Lin K, May A C, Taylor W R
Division of Mathematical Biology, National Institute for Medical Research, The Ridgeway, Mill Hill NW7 1AA, United Kingdom.
J Comput Biol. 2001;8(5):471-81. doi: 10.1089/106652701753216495.
An amino acid substitution matrix specifies probabilities of substitutions for each pair of the 20 amino acids. Log-odds scores transformed from the values in substitution matrices are widely used to construct protein sequence alignments. Any given substitution matrix is suited to matching sequences diverged by a specific evolutionary distance. However, for a given set of sequences, it is not always clear what matrix should be used. We used an artificial neural network model to predict probabilities of amino acid substitutions with alignment samples of different evolutionary distances.
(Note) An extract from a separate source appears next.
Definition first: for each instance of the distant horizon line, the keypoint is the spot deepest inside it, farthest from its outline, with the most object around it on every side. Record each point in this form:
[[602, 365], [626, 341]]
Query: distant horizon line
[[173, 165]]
From this internal description, substitution matrices suitable for detecting relationships at any chosen evolutionary distance can be instantly generated. By using the additional information of evolutionary distances, the average cross entropy error of our neural network model is lower than that of a series of BLOSUM and PET matrices over all testing sets. Our model is more accurate on the prediction of amino acid substitution probabilities.
氨基酸替换矩阵规定了20种氨基酸中每一对之间的替换概率。从替换矩阵中的值转换而来的对数似然得分被广泛用于构建蛋白质序列比对。任何给定的替换矩阵都适用于匹配因特定进化距离而分化的序列。然而,对于给定的一组序列,并不总是清楚应该使用什么矩阵。我们使用人工神经网络模型,通过不同进化距离的比对样本预测氨基酸替换的概率。根据这一内部描述,可以立即生成适合检测任何选定进化距离下关系的替换矩阵。通过使用进化距离的附加信息,我们神经网络模型的平均交叉熵误差在所有测试集上都低于一系列BLOSUM和PET矩阵。我们的模型在预测氨基酸替换概率方面更准确。